Taking a look at Gemma 4 E2B (QAT)
A continuation of the 3N E2B benchmarks, now with faster hardware and models.
LiteRT-LM model: https://huggingface.co/litert-community/gemma-4-E2B-it-litert-lm/blob/main/gemma-4-E2B-it.litertlm
llama.cpp Q4_0 model: https://huggingface.co/google/gemma-4-E2B-it-qat-q4_0-gguf/resolve/main/gemma-4-E2B_q4_0-it.gguf
We'll denote the hardware as follows:
| ID | Info |
|---|---|
| CPU 1 | Dimensity 9000+ (A710 = 1.8 GHz, X2 = 2.55 GHz) |
| CPU 1.1 | Dimensity 9000+ (max freq) |
| CPU 2 | i7-10750H (2.6 GHz) |
| CPU 2.1 | i7-10750H (max freq, ~3.4 GHz) |
| GPU 1 | Mali-G710 MP10 (max freq) |
| GPU 2 | GTX 1660 Ti (max freq) |
| GPU 2.1 | GTX 1660 Ti (1.455 GHz) |
TPS is taken as an average of 5 runs.
Configuration:
LiteRT-LM: enable-speculative-decoding = false
llama.cpp: ub = 1024, threads=n_cores/2
For CPU 1, llama.cpp is configured as follows: -DGGML_NATIVE=off -DGGML_CPU_ARM_ARCH=native+dotprod+i8mm+nosve
For GPU 2, llama.cpp is https://github.com/pt13762104/llama.cpp/commit/c5914bbd918022518bb5c0645bcdb24e3bc404f2 with GGML_CUDA_NO_TURING_MMA enabled.
Benchmarks:
LiteRT-LM
| Benchmark | CPU 1 | CPU 1.1 | CPU 2 | CPU 2.1 |
|---|---|---|---|---|
| pp1024 | 151.98 | 184.57 | 153.96 | 211.37 |
| tg256 @ d1024 | 15.13 | 16.07 | 17.23 | 20.45 |
Comment: Power efficiency of the CPU is poor. TG is inherently memory bottlenecked. CPU 2 demonstrates much better scaling.

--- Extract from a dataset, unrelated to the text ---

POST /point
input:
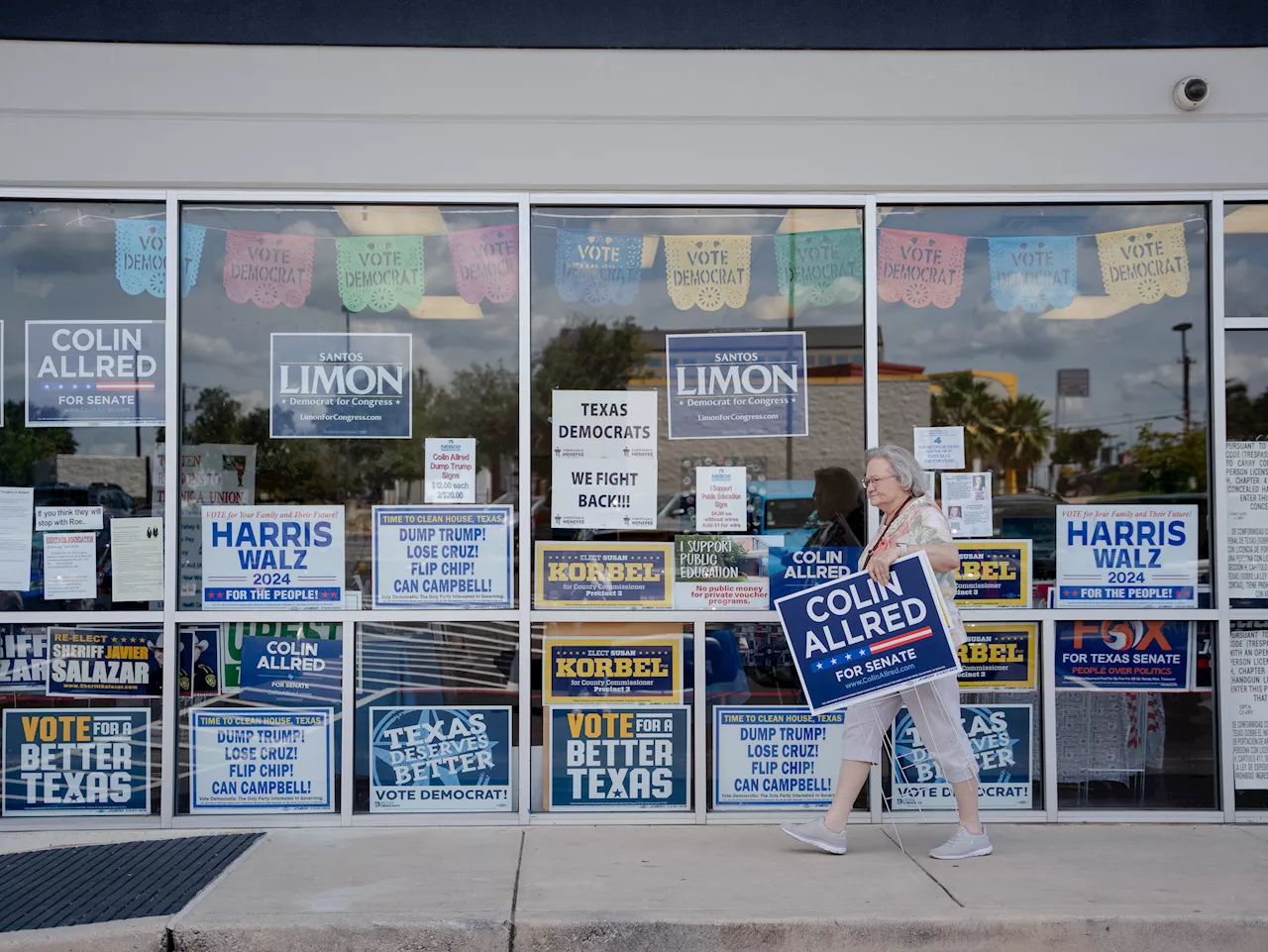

| Benchmark | GPU 1 | GPU 2 | GPU 2.1 |
|---|---|---|---|
| pp1024 | 874.90 | 4877.41 | 4411.52 |
| tg256 @ d1024 | 19.16 | 98.96 | 79.00 |
Comment: Clearly the GTX 1660 Ti is ALU bottlenecked in the decode phase. The Mali-G710 MP10 was really fast compared to the CPUs.
llama.cpp Q4_0
| Benchmark | CPU 1 | CPU 1.1 | CPU 2 | CPU 2.1 |
|---|---|---|---|---|
| pp1024 | 80.67 | 103.53 | 71.26 | 84.24 |
| tg256 | 15.10 | 17.87 | 17.82 | 20.48 |
| pp1024 @ d4096 | 42.99 | 53.76 | 54.26 | 64.25 |
| tg256 @ d4096 | 12.68 | 14.01 | 14.88 | 17.29 |
Comment: Slightly better scaling than LiteRT-LM for CPU 1, but objectively worse performance.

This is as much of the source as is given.